Gerçekten o gün hesap çok çetin olacak. Sevgili Peygamberimiz -sallâllâhu aleyhi ve sellem- o zorlu günden bir kesiti şöyle aktarır bizlere:

“İnsanoğlu kıyâmet günü beş şeyden; ömrünü nerede ve nasıl tükettiğinden, gençliğini nerede ve nasıl geçirdiğinden, malını nereden kazanıp nerede harcadığından, öğrendiği bilgilerle yaşayıp yaşamadığından hesaba çekilmedikçe hiçbir tarafa hareket edemeyecek, yerinden kımıldayamayacaktır.” (Tirmizî, Sıfatü’l-kıyâme, 1)

Âhiret kaygısı taşımak, yakacağı taş ve insan olan cehennem ateşinin dehşetini hissetmek, bunun için büyük kaygılar taşımaktır. Enes bin Mâlik -radıyallâhu anh-’ın ifade ettiğine göre Kâinâtın Efendisi -sallâllâhu aleyhi ve sellem-’in en sık yaptığı duâlardan biri şöyleydi:

“Allâh’ım! Bize dünyada iyilik ver, âhirette de iyilik ver ve bizi cehennem azabından koru!” (Müslim, Zikir, 26)

Âhiret kaygısı taşımak; «Mahşer günü; kitâbım sağdan mı, yoksa soldan mı verilecek?» diye endişe etmek, kaygılanmaktır.

Âhiret kaygısı taşımak; dert sahibi olmak, dertsiz-kedersiz bir hayata talip olmamaktır. Unutmayalım ki;

“Dünya mü’minin hapishânesi, kâfirin de cennetidir.” (Müslim, Zühd, 1)

Âhiret kaygısı taşımak ama bu hususta da dengeyi gözetmek önemli. Ne dünya tamamen ihmal edilerek bir âhiret kaygısı içerisinde olunacak, ne de âhireti bir kenara bırakıp tamamen dünyaya meyledilecek. Yaşadığımız hayatta ikisinin arasında bir dengeyi tesis etmemiz gerekmektedir. Bu dengeyi Efendimiz -sallâllâhu aleyhi ve sellem- şöyle dile getirir:

“Kaygısı en büyük insan, dünya ve âhiret işlerine önem veren mü’min insandır.” (İbn-i Mâce, Ticâret, 2)

Âhiret kaygısı taşımak, gerçek yurdun âhiret yurdu olduğunu idrak etmektir. Zira;

“Bu dünya hayatı geçici bir eğlencedir; ama âhiret gerçekten kalınacak yurttur.” (el-Mü’min, 40/39) Ve yine unutmayalım ki, âhiret;

“Asıl varılacak güzel yerdir.” (Âl-i İmrân, 3/14)

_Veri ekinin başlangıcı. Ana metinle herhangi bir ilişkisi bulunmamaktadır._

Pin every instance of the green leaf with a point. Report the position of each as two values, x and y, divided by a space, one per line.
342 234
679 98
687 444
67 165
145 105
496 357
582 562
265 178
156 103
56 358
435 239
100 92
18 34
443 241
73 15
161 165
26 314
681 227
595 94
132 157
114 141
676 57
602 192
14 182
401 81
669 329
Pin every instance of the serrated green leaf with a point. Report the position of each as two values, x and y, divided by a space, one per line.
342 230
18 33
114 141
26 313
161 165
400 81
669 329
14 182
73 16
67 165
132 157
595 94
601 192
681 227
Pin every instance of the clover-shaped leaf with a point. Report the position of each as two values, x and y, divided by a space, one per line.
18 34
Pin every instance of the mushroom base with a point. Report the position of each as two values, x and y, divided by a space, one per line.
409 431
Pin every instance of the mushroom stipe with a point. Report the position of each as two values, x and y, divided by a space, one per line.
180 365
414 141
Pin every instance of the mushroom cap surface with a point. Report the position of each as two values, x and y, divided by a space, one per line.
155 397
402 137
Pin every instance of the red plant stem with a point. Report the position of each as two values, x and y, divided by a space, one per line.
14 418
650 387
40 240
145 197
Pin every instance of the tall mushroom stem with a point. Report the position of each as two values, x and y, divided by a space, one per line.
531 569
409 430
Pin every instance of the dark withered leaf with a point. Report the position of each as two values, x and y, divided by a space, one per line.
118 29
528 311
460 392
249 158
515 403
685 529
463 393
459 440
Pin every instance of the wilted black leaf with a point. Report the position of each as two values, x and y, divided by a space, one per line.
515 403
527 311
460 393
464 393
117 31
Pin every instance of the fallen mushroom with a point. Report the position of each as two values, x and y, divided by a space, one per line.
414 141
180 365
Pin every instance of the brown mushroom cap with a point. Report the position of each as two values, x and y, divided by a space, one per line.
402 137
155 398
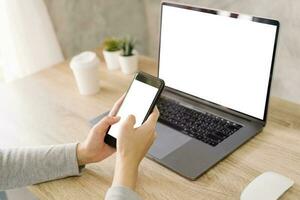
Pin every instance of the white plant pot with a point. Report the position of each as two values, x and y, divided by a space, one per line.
85 67
129 64
112 59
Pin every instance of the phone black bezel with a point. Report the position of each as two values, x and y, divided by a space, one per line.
150 80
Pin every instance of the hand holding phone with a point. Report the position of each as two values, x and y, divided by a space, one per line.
139 101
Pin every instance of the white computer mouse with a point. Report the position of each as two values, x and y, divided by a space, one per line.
267 186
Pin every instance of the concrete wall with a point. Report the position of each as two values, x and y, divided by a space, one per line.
82 25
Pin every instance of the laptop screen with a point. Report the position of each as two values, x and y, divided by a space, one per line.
221 57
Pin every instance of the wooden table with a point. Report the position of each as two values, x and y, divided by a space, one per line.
46 108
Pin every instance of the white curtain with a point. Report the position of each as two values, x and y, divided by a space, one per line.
27 39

Öyleyse yaşadığımız şu fânî hayatta; dünya hayatının kaygılarını bir kenara bırakıp, asıl yurdumuz olan âhiret yurdunun kaygılarını taşımamız gerekmektedir.

Cenâb-ı Hak, asıl yurdumuz olan âhiret yurdunun kaygı ve endişesini gönüllerimize lutfetsin. Bizleri dünyanın peşinden giden ve onun oyuncağı hâline gelenlerden eylemesin.